IS managers said they plan to devote an average of 12.7 percent of their overall budgets to Java development in the next six months and 21 percent in the next year.

It's clear Microsoft has taken the Java threat seriously enough to attempt to neutralize it with a double dose of technology and marketing. Earlier this year, Microsoft stepped up its efforts to bolster its Java tools, some of which will work only on Windows, by acquiring two start-up companies, Dimension X and Cooper & Peters.

Microsoft may also give developers another option, a compiler, for producing Java applications that are married to Windows. The compiler, which will process Java applications into native Windows code, does not currently have a release date.

Microsoft has begun amplifying its criticisms of Java's immaturity--its lack of basic features, such as support for right mouse clicks, and laggard performance. Sun and Java's most ardent supporters say they are confident the platform will improve quickly.

"Java doesn't have all of the pieces today," JavaSoft's Paolini said. "I don't think we've ever said that it has all the pieces."

But now, as the early hype surrounding Java begins to wear off, building the new technological pieces that can put Java on a more even footing with Windows and other OSes is more important than ever.
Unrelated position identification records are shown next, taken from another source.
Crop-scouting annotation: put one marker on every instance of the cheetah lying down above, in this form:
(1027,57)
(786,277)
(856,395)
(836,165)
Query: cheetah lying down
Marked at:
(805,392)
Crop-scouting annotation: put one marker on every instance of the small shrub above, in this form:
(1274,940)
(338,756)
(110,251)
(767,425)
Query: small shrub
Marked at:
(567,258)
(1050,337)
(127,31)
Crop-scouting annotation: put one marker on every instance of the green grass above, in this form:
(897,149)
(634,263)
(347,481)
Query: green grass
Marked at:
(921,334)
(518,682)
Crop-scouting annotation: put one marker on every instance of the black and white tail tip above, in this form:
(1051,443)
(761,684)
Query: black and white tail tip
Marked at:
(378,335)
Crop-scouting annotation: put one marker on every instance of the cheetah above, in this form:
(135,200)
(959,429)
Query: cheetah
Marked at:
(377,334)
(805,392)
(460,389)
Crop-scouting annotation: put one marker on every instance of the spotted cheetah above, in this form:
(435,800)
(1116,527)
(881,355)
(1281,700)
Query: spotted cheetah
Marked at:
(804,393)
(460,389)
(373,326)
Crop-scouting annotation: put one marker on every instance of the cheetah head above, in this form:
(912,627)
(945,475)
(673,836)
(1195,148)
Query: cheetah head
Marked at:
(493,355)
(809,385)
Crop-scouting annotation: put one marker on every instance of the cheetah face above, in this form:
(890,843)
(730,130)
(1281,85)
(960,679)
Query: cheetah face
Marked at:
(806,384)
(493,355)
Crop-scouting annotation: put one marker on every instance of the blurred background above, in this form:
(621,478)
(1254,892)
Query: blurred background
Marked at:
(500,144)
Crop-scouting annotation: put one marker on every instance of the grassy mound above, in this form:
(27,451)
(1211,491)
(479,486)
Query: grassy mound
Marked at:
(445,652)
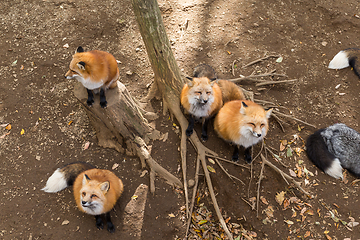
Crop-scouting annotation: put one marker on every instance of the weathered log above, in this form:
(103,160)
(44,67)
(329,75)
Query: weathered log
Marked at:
(122,126)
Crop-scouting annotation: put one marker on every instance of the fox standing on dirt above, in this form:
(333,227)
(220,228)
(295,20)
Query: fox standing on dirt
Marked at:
(201,98)
(346,58)
(96,70)
(333,148)
(95,190)
(243,123)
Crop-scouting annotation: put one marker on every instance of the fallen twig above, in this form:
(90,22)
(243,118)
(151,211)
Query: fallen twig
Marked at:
(285,175)
(253,77)
(261,59)
(228,161)
(228,174)
(291,117)
(274,82)
(194,195)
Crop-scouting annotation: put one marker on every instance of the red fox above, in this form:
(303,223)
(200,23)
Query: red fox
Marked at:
(201,99)
(243,123)
(95,190)
(229,90)
(346,58)
(96,70)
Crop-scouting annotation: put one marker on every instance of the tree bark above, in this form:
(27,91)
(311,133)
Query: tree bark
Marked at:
(168,83)
(122,126)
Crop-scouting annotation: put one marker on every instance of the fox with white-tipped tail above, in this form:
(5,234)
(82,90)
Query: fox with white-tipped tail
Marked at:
(333,148)
(346,58)
(95,190)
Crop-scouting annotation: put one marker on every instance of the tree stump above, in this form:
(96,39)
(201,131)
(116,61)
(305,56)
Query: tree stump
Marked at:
(122,126)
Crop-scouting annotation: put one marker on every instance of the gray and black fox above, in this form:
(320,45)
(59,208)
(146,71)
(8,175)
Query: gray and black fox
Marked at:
(333,148)
(204,95)
(346,58)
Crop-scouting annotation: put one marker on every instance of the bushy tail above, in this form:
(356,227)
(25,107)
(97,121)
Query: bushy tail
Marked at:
(346,58)
(65,176)
(319,154)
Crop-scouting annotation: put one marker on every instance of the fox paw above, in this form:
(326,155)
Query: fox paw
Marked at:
(111,227)
(188,132)
(103,104)
(248,158)
(99,223)
(89,102)
(204,137)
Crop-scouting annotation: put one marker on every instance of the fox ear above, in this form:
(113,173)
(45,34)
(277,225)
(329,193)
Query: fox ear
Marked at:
(85,179)
(81,65)
(105,186)
(268,113)
(190,84)
(79,49)
(242,109)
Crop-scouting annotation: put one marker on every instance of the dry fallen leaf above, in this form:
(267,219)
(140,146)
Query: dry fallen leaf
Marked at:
(86,146)
(210,168)
(115,166)
(65,222)
(280,197)
(264,200)
(286,204)
(211,160)
(4,135)
(288,222)
(269,211)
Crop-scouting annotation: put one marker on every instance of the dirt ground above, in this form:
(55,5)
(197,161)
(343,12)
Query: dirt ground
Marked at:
(49,127)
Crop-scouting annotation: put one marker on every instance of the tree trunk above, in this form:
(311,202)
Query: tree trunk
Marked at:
(168,84)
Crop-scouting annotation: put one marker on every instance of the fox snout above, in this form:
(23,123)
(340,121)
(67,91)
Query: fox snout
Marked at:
(257,134)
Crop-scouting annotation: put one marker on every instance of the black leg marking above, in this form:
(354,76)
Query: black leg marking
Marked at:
(90,100)
(248,157)
(103,101)
(235,156)
(111,227)
(204,135)
(190,128)
(99,222)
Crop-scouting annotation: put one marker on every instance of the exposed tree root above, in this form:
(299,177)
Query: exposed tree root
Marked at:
(260,59)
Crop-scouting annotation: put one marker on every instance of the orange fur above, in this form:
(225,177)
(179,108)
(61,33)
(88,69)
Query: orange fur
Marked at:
(100,67)
(238,124)
(93,187)
(230,91)
(204,88)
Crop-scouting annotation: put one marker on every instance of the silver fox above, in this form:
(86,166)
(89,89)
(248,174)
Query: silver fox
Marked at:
(334,148)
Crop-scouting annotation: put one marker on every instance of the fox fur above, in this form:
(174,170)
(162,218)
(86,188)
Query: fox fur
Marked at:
(333,148)
(346,58)
(96,70)
(242,123)
(96,191)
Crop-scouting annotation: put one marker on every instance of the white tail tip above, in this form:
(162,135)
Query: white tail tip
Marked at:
(339,61)
(335,170)
(56,182)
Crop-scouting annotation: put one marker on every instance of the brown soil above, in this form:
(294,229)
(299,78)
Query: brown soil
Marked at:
(35,97)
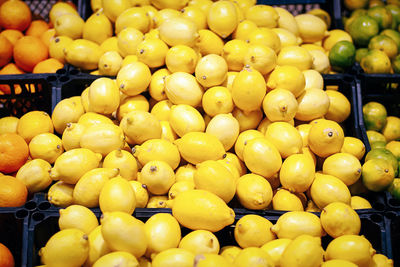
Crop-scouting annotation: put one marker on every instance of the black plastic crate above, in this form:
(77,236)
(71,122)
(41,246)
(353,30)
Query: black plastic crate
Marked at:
(14,232)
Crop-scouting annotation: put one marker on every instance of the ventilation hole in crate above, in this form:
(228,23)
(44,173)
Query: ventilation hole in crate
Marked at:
(22,213)
(44,205)
(37,216)
(30,205)
(376,218)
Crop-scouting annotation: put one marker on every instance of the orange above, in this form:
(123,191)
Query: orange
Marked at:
(15,14)
(13,192)
(10,68)
(14,152)
(37,28)
(6,258)
(50,65)
(47,35)
(28,51)
(6,51)
(12,35)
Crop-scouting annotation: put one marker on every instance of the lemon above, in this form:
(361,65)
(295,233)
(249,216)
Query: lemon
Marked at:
(305,250)
(174,257)
(225,127)
(66,111)
(134,17)
(169,226)
(178,31)
(275,248)
(244,29)
(35,175)
(185,119)
(313,79)
(285,138)
(128,40)
(142,196)
(97,246)
(140,126)
(129,103)
(217,100)
(200,209)
(209,43)
(233,53)
(354,248)
(211,70)
(87,189)
(60,194)
(260,57)
(222,18)
(253,257)
(325,138)
(327,189)
(208,259)
(179,187)
(339,219)
(248,89)
(295,56)
(287,21)
(134,78)
(200,241)
(71,165)
(118,228)
(377,174)
(263,16)
(183,88)
(391,130)
(116,258)
(253,231)
(287,201)
(196,147)
(69,247)
(78,217)
(157,149)
(181,58)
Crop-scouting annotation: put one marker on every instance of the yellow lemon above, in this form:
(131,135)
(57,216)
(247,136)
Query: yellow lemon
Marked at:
(69,245)
(325,138)
(262,157)
(87,189)
(182,88)
(327,189)
(79,217)
(354,248)
(181,58)
(222,18)
(296,223)
(287,201)
(157,149)
(340,219)
(253,231)
(35,175)
(295,56)
(297,173)
(209,43)
(305,250)
(261,58)
(112,224)
(248,89)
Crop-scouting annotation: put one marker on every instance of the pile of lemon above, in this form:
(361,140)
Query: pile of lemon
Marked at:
(294,240)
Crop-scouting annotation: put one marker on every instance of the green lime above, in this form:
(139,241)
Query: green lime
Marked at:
(375,115)
(342,55)
(382,16)
(362,29)
(385,154)
(360,53)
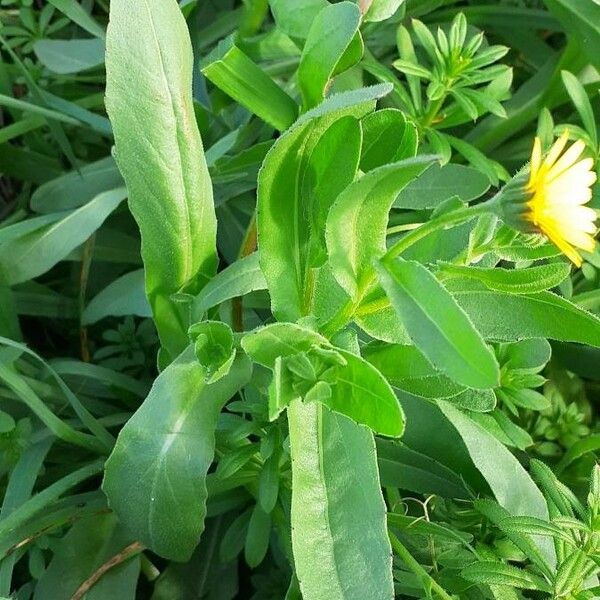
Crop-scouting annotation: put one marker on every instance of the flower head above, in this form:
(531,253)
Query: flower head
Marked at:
(558,187)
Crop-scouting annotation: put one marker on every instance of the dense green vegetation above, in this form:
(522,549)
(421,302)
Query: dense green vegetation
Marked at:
(292,306)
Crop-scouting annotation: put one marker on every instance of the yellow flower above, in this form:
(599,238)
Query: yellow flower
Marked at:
(559,186)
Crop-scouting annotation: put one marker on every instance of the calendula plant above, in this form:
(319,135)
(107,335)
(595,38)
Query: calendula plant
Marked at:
(341,341)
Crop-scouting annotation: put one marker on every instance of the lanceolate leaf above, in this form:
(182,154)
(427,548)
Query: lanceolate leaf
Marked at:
(301,176)
(331,32)
(240,278)
(362,393)
(266,344)
(439,328)
(511,484)
(543,315)
(339,537)
(357,222)
(35,252)
(155,478)
(516,281)
(159,152)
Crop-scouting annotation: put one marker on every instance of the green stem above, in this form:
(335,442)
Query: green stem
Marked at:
(433,110)
(417,569)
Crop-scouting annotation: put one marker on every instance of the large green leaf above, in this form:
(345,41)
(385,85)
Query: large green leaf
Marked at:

Some analysts believe that it's too early to tell whether the technology will be able to get to that point or not.

"I think Java is in phase two," said Laura Conigliaro, a computer analyst at Goldman Sachs.

"It's long and hard and tedious. It will leave Sun and Java open to their most massive criticisms. It's easy to object on the grounds that Java isn't Windows, that it isn't robust, that you can't get the same kinds of tools. This is the phase where Microsoft has the opportunity to fractionate Java."